Doyers Avenue is a one-block strip in Chinatown that begins off perpendicular to the Bowery after which curves ninety levels, like a lowercase “r,” to terminate towards the bustle of Pell Avenue. A infamous battleground for gang fights within the early nineteen-hundreds, it has, in latest a long time, scrubbed out the bloodstains and redefined itself as a beloved, city-grid-defying idiosyncrasy, slim and wonky and overflowing with ambiance. Outlets and eating places on Doyers come and go, however way back to the combating days it’s been anchored by Nom Wah Tea Parlor, which claims to carry the title of New York’s oldest dim-sum spot. Its signal, as soon as a vivid burgundy and gold, is pale; the inside has seen higher days, and the legendary egg rolls—I say this with love—have, too. However what Nom Wah does finest is, merely, stay: it’s the colossus of Doyers Avenue, the previous that has made it into the current.
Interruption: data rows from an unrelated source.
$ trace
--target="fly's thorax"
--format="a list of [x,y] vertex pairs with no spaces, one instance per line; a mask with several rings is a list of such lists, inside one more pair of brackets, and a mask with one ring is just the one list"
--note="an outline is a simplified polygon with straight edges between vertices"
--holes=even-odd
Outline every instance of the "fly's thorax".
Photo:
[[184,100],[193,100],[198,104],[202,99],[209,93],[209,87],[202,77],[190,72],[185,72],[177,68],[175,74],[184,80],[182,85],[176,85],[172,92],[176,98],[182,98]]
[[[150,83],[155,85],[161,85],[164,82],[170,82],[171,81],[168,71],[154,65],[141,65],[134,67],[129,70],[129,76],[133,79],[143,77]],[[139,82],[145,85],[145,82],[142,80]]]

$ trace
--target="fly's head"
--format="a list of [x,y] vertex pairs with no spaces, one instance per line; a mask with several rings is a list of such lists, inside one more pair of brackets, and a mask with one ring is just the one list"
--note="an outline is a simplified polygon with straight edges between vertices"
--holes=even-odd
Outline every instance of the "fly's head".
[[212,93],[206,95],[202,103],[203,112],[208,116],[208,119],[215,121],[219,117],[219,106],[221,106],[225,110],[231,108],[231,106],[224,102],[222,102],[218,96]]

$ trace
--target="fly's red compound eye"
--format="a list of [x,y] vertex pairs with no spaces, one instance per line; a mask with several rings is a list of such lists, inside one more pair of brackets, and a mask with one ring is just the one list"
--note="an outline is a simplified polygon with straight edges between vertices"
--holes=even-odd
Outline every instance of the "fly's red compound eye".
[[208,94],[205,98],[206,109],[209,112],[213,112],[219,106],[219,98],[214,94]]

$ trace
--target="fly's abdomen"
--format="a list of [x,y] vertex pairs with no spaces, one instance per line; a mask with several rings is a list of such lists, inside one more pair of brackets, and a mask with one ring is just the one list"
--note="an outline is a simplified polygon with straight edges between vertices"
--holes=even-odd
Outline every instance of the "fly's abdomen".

A brand new institution, Lei Wine, opened final June, proper subsequent door, and it serves as a potent counterpoint. Trendy, modern, restrained, Lei is the primary solo venture from the restaurateur Annie Shi, a associate within the stylish European-inflected West Village restaurant King and its midtown sibling, Jupiter. Shi, a daughter of Chinese language immigrants, grew up in Queens; she’s spoken about taking inspiration for Lei from her mom’s cooking and her father’s Chinatown social life. With mahogany wall panels and folktale-inspired murals, the restaurant evokes parts of conventional Chinese language design, whereas its moody, candlelit inside and austere tableware (together with chopsticks with riveted, bistro-style handholds) place it firmly within the aesthetic of the right here and now. Excessive cabinets run across the partitions within the tiny, table-packed eating room, clustered with bottles from Shi’s meticulously curated wine checklist; if a buyer requests a bottle that’s out of attain, a server would possibly seize a ladder that rests towards the wall by the door—fire-engine pink, the brightest shock of colour within the in any other case low-key room—and climb nimbly over diners’ heads.
A hearth-engine-red ladder permits workers members to succeed in bottles from above diners’ heads.